O pai de Nabokov era um rico aristocrata liberal, advogado e jornalista, que buscava nas obras de Dickens sobretudo material a ser usado em sua campanha contra a pena de morte na Rússia czarista. Nas férias de verão que a família passava no campo, ele lia para os filhos, nas tardes de chuva, o livro Grandes esperanças em inglês – o que, como Nabokov confessou décadas depois, talvez o tivesse impedido de voltar a ler Dickens como adulto. Para as Lições de literatura, a escolha de A casa soturna e Mansfield Park correspondeu a recomendações de Edmund Wilson, que Nabokov sem dúvida acatou para lisonjear quem tanto lhe ajudava a se fazer conhecido nos mais refinados círculos literários norte-americanos. (Depois brigaram, como sói acontecer com dois ególatras, porque Wilson teve a ousadia de criticar publicamente a tradução para o inglês que Nabokov fez de Eugene Onegin, de Pushkin.) O curso na universidade de Cornell que deu origem às atuais Lições de literatura era intitulado “Ficção europeia”, não cabendo assim os norte-americanos Melville e Hawthorne.
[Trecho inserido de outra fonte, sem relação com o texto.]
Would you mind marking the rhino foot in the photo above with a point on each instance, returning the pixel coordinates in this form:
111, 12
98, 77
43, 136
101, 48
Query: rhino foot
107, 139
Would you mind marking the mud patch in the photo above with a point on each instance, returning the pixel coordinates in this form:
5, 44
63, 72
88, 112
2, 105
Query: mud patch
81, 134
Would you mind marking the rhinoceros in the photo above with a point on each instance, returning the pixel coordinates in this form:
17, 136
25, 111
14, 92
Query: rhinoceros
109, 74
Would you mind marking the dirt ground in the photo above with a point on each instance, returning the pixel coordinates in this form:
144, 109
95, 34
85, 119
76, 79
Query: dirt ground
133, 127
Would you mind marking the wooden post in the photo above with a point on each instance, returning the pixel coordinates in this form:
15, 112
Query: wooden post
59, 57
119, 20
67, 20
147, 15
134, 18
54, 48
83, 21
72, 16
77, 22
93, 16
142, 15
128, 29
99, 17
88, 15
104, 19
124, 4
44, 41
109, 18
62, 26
Ao comentar o estilo de Proust, ele diz que, “em termos de generosidade verbal, ele é um verdadeiro Papai Noel”. Além do sarcasmo, quais outros elementos você diria que estão presentes tanto nas aulas quanto nos livros de Nabokov?
Nesse livro, a maior demonstração do sarcasmo de Nabokov pode ser encontrada nas observações que faz a respeito de Jane Austen no início das aulas sobre Dickens. Não senti que o humor muitas vezes cortante de Nabokov tenha sido usado contra Proust, que, juntamente com Flaubert e Joyce, foram seus autores prediletos fora da Rússia. Mas ele era implacável com escritores que considerava menores e cujo êxito, com certo grau de inveja, considerava imerecido, como foi o caso de Boris Pasternak com seu Doutor Jivago.
Em carta a Edmund Wilson, Nabokov diz que não gosta de Jane Austen e que tem “parti pris com relação a todas as escritoras”, pois elas pertenceriam a “outra classe”. Esse tom ranzinza fica claro na análise de Mansfield Park, quando o escritor considera as imagens do livro “pouco vívidas”, “bastante limitadas”. Por que você acha que ele decidiu falar sobre Austen mesmo assim? E o que, na sua opinião, justificaria esse “parti pris” com as escritoras?
Alguns dizem que essa discriminação contra as escritoras é uma característica que ele herdou da cultura literária russa, mas pessoalmente desconfio que Nabokov era mesmo um bom machista, o que transparece inclusive no tratamento cruel que dá a muitas personagens femininas de seus romances. No entanto, isso significaria levá-lo postumamente ao divã e, como Nabokov tinha horror de Freud (em suas palavras, o “charlatão de Viena”), acho melhor ir ficando por aqui.